/Machine_Learning_For_NLP

Primary LanguageJupyter NotebookApache License 2.0Apache-2.0

Machine_Learning_For_NLP

This repository presents my notes for the course 32931 of Prof. Massimo Piccardi.

Table of Contents

  1. The AI Revolution
  2. Main Data Types and Problems in Machine Learning
  3. Choosing, Training, and Testing a Model
  4. Main Data Types in NLP
  5. Performance Evaluation in NLP
  6. Deep Learning
  7. Transformers, BERT, and GPT

The AI Revolution

The excitement surrounding artificial intelligence is overwhelming! The launch of generative AI applications like ChatGPT and Stable Diffusion has significantly boosted interest in this technology and its industry. "AI" brings together various disciplines, including machine learning, computer vision, natural language processing, and speech processing, among others.
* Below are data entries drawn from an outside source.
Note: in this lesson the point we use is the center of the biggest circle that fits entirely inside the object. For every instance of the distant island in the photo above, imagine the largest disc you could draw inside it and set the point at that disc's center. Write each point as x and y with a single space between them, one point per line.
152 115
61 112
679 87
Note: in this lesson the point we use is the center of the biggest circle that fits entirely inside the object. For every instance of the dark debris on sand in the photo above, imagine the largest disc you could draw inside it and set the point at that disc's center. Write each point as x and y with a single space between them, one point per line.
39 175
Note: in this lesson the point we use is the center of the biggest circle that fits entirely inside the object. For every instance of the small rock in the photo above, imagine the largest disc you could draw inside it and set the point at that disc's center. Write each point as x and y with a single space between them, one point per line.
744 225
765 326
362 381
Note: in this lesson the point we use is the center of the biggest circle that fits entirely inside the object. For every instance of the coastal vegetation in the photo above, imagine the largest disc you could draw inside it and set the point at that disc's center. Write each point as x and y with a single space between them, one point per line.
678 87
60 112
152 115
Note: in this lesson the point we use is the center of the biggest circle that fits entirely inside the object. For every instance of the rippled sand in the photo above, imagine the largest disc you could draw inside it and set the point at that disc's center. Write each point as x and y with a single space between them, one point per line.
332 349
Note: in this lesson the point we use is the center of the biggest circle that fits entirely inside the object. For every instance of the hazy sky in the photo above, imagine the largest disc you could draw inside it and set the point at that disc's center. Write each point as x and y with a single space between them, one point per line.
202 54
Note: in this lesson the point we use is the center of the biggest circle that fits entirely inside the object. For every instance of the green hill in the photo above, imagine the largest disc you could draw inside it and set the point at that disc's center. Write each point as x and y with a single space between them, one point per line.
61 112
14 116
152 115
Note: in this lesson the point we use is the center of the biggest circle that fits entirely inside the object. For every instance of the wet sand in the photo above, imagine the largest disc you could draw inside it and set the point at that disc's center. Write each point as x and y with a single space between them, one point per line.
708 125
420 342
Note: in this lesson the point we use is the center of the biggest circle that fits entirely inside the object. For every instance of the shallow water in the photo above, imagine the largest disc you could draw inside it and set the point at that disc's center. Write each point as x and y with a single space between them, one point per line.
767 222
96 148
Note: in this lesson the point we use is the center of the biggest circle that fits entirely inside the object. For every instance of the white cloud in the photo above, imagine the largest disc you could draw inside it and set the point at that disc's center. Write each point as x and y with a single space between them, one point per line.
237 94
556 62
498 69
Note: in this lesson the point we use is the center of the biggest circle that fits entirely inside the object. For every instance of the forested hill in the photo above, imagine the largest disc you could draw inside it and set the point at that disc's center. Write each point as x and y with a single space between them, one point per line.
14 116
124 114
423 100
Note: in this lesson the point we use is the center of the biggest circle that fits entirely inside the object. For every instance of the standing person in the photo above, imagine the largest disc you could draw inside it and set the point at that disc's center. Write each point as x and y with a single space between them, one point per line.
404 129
The advancement of AI is closely linked with the evolution of computing and communication technologies, such as GPUs, cloud computing, and edge computing.

Machine Learning Machine learning forms the core basis of all AI algorithms. The subject is vast, and today we can only outline a selection of key ideas. We'll begin with the fundamental principles, followed by their application in natural language processing. Our discussion will end with a summary of deep learning, Transformers, BERT, GPT, and some other modern models.
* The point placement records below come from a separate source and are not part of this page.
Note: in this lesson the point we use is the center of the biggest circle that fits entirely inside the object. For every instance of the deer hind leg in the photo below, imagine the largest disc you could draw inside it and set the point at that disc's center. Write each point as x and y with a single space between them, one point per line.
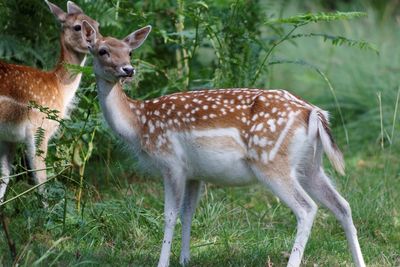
7 151
190 200
321 189
174 188
37 153
289 190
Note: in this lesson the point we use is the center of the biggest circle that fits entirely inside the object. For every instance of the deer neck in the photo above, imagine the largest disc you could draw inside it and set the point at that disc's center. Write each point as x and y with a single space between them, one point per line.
117 110
68 80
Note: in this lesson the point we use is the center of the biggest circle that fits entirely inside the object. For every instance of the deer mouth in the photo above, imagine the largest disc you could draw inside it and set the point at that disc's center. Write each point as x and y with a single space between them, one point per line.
125 78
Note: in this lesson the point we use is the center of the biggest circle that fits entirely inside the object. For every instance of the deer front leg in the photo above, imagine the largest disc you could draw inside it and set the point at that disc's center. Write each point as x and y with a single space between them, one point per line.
192 193
7 151
174 185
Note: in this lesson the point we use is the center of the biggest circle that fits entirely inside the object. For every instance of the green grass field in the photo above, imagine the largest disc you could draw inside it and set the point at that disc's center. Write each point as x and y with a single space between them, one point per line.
120 220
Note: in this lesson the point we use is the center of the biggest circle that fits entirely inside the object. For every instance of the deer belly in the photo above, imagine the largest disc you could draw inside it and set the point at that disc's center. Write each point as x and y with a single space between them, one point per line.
219 156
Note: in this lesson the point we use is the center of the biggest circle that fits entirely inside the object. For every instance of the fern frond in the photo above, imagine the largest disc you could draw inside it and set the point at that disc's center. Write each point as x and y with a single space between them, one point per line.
39 137
339 40
316 17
Types of data Data varies significantly in type, yet essentially falls into two primary categories:

  • Numerical: These are measurable quantities that can undergo operations like addition, division, averaging, comparison, etc. Examples include age, income, speed, and area.
  • Categorical: This type of data signifies "categories" or symbolic values. Examples are professions, car models, and words. Frequently, these data types are merged into composite structures, such as arrays (for example, {age, income, profession}).
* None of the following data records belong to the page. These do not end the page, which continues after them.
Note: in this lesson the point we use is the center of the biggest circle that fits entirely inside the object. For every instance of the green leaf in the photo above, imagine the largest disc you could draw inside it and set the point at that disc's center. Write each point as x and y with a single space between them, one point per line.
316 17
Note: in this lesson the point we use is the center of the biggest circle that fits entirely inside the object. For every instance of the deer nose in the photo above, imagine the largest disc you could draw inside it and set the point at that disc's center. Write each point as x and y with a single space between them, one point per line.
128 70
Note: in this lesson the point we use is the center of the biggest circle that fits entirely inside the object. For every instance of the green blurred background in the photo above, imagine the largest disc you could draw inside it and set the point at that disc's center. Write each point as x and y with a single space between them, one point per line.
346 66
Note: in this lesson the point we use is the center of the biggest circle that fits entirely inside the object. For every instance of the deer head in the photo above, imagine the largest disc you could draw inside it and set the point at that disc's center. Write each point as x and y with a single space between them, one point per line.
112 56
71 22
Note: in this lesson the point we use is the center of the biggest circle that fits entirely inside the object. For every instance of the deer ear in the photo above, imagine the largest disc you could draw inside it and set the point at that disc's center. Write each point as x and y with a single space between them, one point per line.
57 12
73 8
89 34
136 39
Main Data Types and Problems in Machine Learning

To summarize, machine learning is essentially the method of forecasting numerical or categorical values using a set of other numerical and/or categorical data. The core challenges in this field are identified as:

  • Classification: Determining a categorical value from a combination of numerical and categorical data.
  • Regression: Estimating a numerical value based on a mix of numerical and categorical inputs.
  • Clustering: Organizing numerical data into similar or "homogeneous" groups.

Classification

Classifier

The class represents categorical values, such as "Netflix subscriber." The associated measurements can be diverse, including aspects like age, income, and occupation, and encompass both numerical and categorical data.

Regression

Regressor

The response consists of numerical values, for instance, "holiday expenses." The measurement, similar to before, can be varied, such as age, income, and occupation, and include both numerical and categorical types.

Here is the graph illustrating the regression model for predicting a car's mileage per gallon based on its weight and horsepower. The 3D plot shows: The surface, representing the model's predictions across various combinations of weight and horsepower. The actual data points are plotted as blue dots, showing how they relate to the model's predictions. This visualization helps in understanding the relationship between weight, horsepower, and the car's mileage as per the model.

Regression

download code here

Clustering

Clustering

The cluster index resembles a categorical value, such as "cluster 3" or "cluster B," but it initially lacks any intrinsic meaning. Typically, the measurements involved are mulitple and numerical.

Clustering

download code here

Choosing, training and testing a model

Faced with a specific issue and a corresponding dataset, selecting an appropriate predictive model is crucial. This decision is frequently influenced by the model's known effectiveness, your own past experiences, or a comparative analysis among several viable models.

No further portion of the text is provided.